A good AI assistant should be able to effectively address the user’s query. Query resolution evaluates the ability of the AI assistant to resolve the user’s query effectively.

How to use it?

from uptrain import EvalLLM, QueryResolution

OPENAI_API_KEY = "sk-********************"  # Insert your OpenAI key here

data = [{
    'conversation' : [
        {"role": "patient", "content": "Help"}, 
        {"role": "nurse", "content": "what do you need"}, 
        {"role": "patient", "content": "Having chest pain"}, 
        {"role": "nurse", "content": "Sorry, I am not sure what that means"},
        {"role": "patient", "content": "You don't understand. Do something! I am having severe pain in my chest"}
    ]  
}]

eval_llm = EvalLLM(openai_api_key=OPENAI_API_KEY)

res = eval_llm.evaluate(
    data=data,
    checks=[QueryResolution(user_persona="patient", llm_persona="nurse")],
)
By default, we are using GPT 3.5 Turbo. If you want to use a different model, check out this tutorial.

Sample Response:

{
    "score_query_resolution": 0.0,
    "explanation_query_resolution": "The AI assistant failed to effectively address the patient's urgent concern of chest pain, which could indicate a potential medical emergency. The responses provided by the AI assistant did not offer appropriate assistance or guidance in such a critical situation."
}
A higher query resolution score reflects that the LLM effectively addresses the user’s query.

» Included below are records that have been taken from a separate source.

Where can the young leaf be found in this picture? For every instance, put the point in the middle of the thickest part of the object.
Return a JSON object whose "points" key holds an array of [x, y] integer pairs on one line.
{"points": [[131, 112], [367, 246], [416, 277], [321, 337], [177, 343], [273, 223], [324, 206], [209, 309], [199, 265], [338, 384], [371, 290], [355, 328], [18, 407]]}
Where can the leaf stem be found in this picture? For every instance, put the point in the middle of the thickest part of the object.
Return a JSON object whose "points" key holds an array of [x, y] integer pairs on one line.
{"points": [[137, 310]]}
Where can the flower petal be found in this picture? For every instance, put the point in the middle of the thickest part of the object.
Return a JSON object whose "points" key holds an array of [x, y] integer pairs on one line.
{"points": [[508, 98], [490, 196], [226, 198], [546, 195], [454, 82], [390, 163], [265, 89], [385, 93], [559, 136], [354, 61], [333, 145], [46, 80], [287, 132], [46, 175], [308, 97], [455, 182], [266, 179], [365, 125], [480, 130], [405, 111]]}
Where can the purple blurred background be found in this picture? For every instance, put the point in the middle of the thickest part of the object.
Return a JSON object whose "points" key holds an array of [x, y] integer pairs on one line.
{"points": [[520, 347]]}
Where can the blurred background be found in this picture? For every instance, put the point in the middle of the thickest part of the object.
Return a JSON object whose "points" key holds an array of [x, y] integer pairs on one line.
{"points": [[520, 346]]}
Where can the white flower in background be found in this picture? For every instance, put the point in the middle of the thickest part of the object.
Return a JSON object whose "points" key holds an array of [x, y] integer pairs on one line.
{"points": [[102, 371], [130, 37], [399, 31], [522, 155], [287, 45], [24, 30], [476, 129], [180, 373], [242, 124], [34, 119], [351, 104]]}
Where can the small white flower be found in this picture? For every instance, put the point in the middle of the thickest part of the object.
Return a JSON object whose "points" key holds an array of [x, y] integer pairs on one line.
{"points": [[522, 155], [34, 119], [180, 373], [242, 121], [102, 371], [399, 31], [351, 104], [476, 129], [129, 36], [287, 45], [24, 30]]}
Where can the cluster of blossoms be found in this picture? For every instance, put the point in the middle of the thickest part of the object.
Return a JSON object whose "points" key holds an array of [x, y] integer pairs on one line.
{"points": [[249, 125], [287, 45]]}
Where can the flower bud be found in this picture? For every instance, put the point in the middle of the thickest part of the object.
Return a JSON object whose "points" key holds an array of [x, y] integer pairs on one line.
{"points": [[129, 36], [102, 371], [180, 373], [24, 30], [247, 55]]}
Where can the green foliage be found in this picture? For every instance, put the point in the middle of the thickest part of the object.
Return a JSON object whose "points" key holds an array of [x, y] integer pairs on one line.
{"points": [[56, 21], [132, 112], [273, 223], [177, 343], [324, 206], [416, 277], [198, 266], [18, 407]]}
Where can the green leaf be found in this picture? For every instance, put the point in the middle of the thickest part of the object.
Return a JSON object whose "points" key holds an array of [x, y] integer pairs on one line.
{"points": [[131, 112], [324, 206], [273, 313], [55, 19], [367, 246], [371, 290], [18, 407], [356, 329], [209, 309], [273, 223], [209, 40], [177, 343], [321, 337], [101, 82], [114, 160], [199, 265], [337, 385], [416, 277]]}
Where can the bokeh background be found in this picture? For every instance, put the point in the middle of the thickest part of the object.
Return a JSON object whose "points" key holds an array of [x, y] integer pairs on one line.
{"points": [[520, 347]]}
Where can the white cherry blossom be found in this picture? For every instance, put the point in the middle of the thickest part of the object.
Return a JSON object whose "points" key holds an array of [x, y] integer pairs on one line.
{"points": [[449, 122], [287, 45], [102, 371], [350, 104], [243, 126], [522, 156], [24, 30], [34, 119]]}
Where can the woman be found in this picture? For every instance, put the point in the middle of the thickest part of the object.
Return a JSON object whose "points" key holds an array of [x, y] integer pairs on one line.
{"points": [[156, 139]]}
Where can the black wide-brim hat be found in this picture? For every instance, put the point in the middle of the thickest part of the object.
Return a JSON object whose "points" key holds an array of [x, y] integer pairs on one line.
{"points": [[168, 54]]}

The nurse in the conversation was not able to address the patient’s query, which was about chest pain, indicating a potential medical emergency.

Resulting in a low query resolution score.

How it works?

We evaluate query resolution by determining which of the following cases apply for the given task data:

  • The given responses effectively resolve the user’s query.
  • The given responses partially resolve the user’s query.
  • The given responses do not resolve the user’s query.